На Короната опять находит «норов», и он долгое время никак не соглашается «обещаться». Новое приставание: «Mais répondez donc, monsieur Koronat!» [421]— со стороны Анны Ивановны, и «да скажи же, что обещаешься!» — со стороны Машеньки.
— Да господи! обещаюсь! — выпаливает наконец Коронат, который, по-видимому, готов лопнуть от натуги.
— Ну, теперь шаркни ножкой и поблагодари дяденьку!
Но я стремительно вскакиваю с дивана и, чтоб положить конец дальнейшим сценам, обнимаю Короната.
— Можете идти покуда в залу и побегать; а вы, chère [422]Анна Ивановна, потрудитесь сказать, чтоб подавали кушать. Ах, предурной, презакоренелый у него характер! — обратилась она ко мне, указывая на удаляющегося Коронатушку и печально покачивая головкой, — очень, очень я за него опасаюсь!
— А я так нимало не опасаюсь. Вот скажи-ка мне лучше, где ты такое сокровище достала?
— Это ты про Анну Ивановну? Дешевенькая, голубчик. Всего двести рублей в год, а между тем с музыкой. Ну, конечно, иногда на платье подаришь: дурна-дурна, а нарядиться любит. Впрочем, прекраснейшего поведения. Покорна, ласкова… никогда дурного слова!
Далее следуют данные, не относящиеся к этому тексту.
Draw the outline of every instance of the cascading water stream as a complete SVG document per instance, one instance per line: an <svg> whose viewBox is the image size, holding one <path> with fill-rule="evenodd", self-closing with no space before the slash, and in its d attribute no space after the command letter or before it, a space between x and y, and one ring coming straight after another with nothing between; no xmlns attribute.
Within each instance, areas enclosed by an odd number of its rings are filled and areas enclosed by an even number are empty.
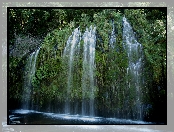
<svg viewBox="0 0 174 132"><path fill-rule="evenodd" d="M90 26L83 35L82 115L90 116L94 116L95 30Z"/></svg>
<svg viewBox="0 0 174 132"><path fill-rule="evenodd" d="M130 79L127 80L128 89L134 89L135 98L134 98L134 107L133 118L141 120L142 119L142 83L141 83L141 74L142 74L142 45L137 42L133 29L128 23L127 19L123 17L123 41L124 48L127 51L128 55L128 67L127 67L127 76L130 76Z"/></svg>
<svg viewBox="0 0 174 132"><path fill-rule="evenodd" d="M38 48L36 51L31 53L29 56L27 63L25 65L25 73L24 73L24 91L22 96L22 108L23 109L30 109L30 103L31 103L31 83L32 78L35 75L36 71L36 60L37 56L39 54L40 48Z"/></svg>
<svg viewBox="0 0 174 132"><path fill-rule="evenodd" d="M67 80L67 98L65 102L65 113L70 113L70 94L73 86L73 64L75 52L79 52L81 40L81 32L76 28L72 35L68 38L67 45L64 50L63 57L68 63L68 80ZM66 58L65 58L66 57Z"/></svg>
<svg viewBox="0 0 174 132"><path fill-rule="evenodd" d="M83 64L82 64L82 115L94 115L94 68L95 68L95 36L96 27L86 29L82 38L83 45ZM76 110L72 112L73 107L70 103L71 90L74 87L73 76L75 74L74 68L76 61L79 61L80 52L80 40L81 32L79 28L76 28L72 35L69 37L63 58L66 64L68 64L67 73L67 97L65 101L65 113L77 113ZM74 108L77 109L77 108Z"/></svg>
— Ну, а я все-таки не взял бы ее в гувернантки!
— Нет, мой друг; Савва Силыч — он ее из воспитательного привез — очень правильно на этот счет рассуждал. Хорошенькая-то, говаривал он, сейчас рядиться начнет, а потом, пожалуй, и глазами играть будет. Смотришь на нее — ан враг-то и попутал!
— Вот как! стало быть, он не очень-то на себя надеялся!
— Нет, не то чтобы, а так… Вообще он не любил себя искушать. В семейном быту надо верную обстановку устроивать, покойную! Вот как он говорил.
Наконец пришли доложить, что подано кушать. Признаюсь, проголодавшись после трехдневного поста, я был очень рад настоящим образом пообедать. За столом было довольно шумно, и дети, по-видимому, не особенно стеснялись, кроме, впрочем, Короната, который сидел, надувшись, рядом с Анной Ивановной и во все время ни слова не вымолвил.
— Вот видишь, какой он злопамятный! — шепнула мне по этому поводу Машенька.
— И ты не скучаешь? — спросил я Машу, когда мы, после обеда, заняли прежние места в гостиной.
— Нет, мне скучать нельзя: у меня дети, мой друг. Да и некогда. Если б занятий не было, тогда другое дело… Вот я помню, когда я в девушках была, то всегда скучала!
— Будто бы?
— Да, потому что на уме всё глупости были. Ах, ты не можешь вообразить, какая я тогда была глупая и что́ я себе представляла!
— Например?
— Ну, вот хоть бы… нет, ни за что не скажу! Помнишь, тогда сочинение это вышло… * «Les misérables» [423], что ли… да нет, не скажу! Мне самой стыдно, как вспомнишь иногда…
Она слегка потупилась и вздохнула.
— Стало быть, это Савва Силыч выучил тебя не скучать?
— Да, все он; всему он меня научил. Он желал, чтоб я всегда была занята. Вообще он был добр, даже очень добр до меня, но насчет этого строг. Праздность не только порок, но и бедствие: она суетные мечтания порождает, а эти последние ввергают человека в духовную и материальную нищету — вот как он говорил.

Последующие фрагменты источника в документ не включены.